An initial database search identified 134 patients who received TKI therapy at VASDHS between December 1, 2005 and July 31, 2017. According to retrospective chart review, 54 patients met the inclusion criteria for the study (Table 1).

Patients without a history of CVD (17%) did not experience any CV events while on TKI therapy. Of the patients with a history of CVD, 9 (20%) experienced ≥ 1 CV event. Fifty-five percent of the events experienced were hypertension. One patient experienced QTc prolongation, and 2 patients experienced MI. As already noted, each new start of TKI was recorded as a separate event, regardless of previous TKI therapy. Among patients with a history of CVD, 2 experienced 2 CV events. Overall, 11 CV events occurred among patients who received ≥ 1 TKI, corresponding to an overall incidence of 24% (Table 2).

Most CV events occurred within the first 6 months of therapy, with median time to first CV event of 2 months (Figures 1 and 2). Median duration of therapy for these patients was 6 months. All CV events occurred within the first year of therapy (Figures 3 and 4), except for 1 event that occurred at 28 months.

A review of the charts of the 11 patients who experienced a CV event revealed that 1 patient was adherent to prior CV therapy, 5 patients were not adherent, and 5 patients had not been on any prior CV therapy.

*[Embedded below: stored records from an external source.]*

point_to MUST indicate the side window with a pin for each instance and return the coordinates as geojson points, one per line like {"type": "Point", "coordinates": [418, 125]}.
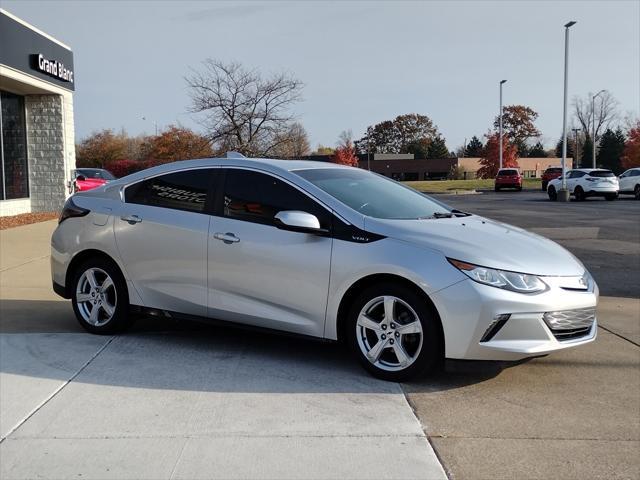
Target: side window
{"type": "Point", "coordinates": [185, 190]}
{"type": "Point", "coordinates": [258, 197]}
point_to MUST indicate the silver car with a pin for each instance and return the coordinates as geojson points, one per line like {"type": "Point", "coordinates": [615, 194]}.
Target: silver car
{"type": "Point", "coordinates": [321, 250]}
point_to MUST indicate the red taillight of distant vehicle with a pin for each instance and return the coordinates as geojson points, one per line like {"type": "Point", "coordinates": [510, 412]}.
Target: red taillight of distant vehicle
{"type": "Point", "coordinates": [549, 174]}
{"type": "Point", "coordinates": [89, 178]}
{"type": "Point", "coordinates": [508, 178]}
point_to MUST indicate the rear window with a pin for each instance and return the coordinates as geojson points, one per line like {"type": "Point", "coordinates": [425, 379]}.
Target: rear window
{"type": "Point", "coordinates": [601, 173]}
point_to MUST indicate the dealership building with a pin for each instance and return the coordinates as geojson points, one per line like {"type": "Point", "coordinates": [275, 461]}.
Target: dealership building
{"type": "Point", "coordinates": [36, 95]}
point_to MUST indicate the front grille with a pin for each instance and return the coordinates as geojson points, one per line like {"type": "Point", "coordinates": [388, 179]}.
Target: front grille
{"type": "Point", "coordinates": [570, 324]}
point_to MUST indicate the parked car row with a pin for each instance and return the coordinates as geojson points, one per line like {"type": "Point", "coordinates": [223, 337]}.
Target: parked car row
{"type": "Point", "coordinates": [596, 182]}
{"type": "Point", "coordinates": [581, 182]}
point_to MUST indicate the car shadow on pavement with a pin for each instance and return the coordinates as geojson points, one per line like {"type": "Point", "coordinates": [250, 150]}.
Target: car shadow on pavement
{"type": "Point", "coordinates": [161, 353]}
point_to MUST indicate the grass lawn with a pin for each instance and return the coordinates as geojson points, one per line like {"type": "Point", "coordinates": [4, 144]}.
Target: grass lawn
{"type": "Point", "coordinates": [450, 186]}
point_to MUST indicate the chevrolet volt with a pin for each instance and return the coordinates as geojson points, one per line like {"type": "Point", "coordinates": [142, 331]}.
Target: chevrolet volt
{"type": "Point", "coordinates": [320, 250]}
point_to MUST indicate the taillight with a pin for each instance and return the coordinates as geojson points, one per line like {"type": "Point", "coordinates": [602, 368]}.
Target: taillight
{"type": "Point", "coordinates": [70, 210]}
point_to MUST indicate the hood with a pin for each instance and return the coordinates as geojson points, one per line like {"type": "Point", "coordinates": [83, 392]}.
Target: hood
{"type": "Point", "coordinates": [483, 242]}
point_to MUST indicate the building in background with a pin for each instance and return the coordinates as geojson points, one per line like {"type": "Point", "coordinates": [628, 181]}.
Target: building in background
{"type": "Point", "coordinates": [37, 144]}
{"type": "Point", "coordinates": [405, 167]}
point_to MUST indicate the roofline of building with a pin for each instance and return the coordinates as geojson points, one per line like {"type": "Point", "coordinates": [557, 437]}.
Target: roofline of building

Of the 13 patients who were exposed to ≥ 2 TKI therapies, 2 experienced a CV event. Both patients were started on sunitinib and were switched to sorafenib. One of these used sunitinib for 7 months, experienced a partial response and was switched to sorafenib (with a 3-month break between therapies). The second patient was on sunitinib for 24 months, with multiple doses held because of low blood counts and diarrhea. While on sunitinib, this patient experienced a HF exacerbation, determined to be caused by the underlying disease. This event occurred 17 months after sunitinib was started, and therapy was continued for another 7 months. The patient was switched to sorafenib because of poor tolerability and disease progression. While on sorafenib, this patient experienced grade 1 QTc prolongation.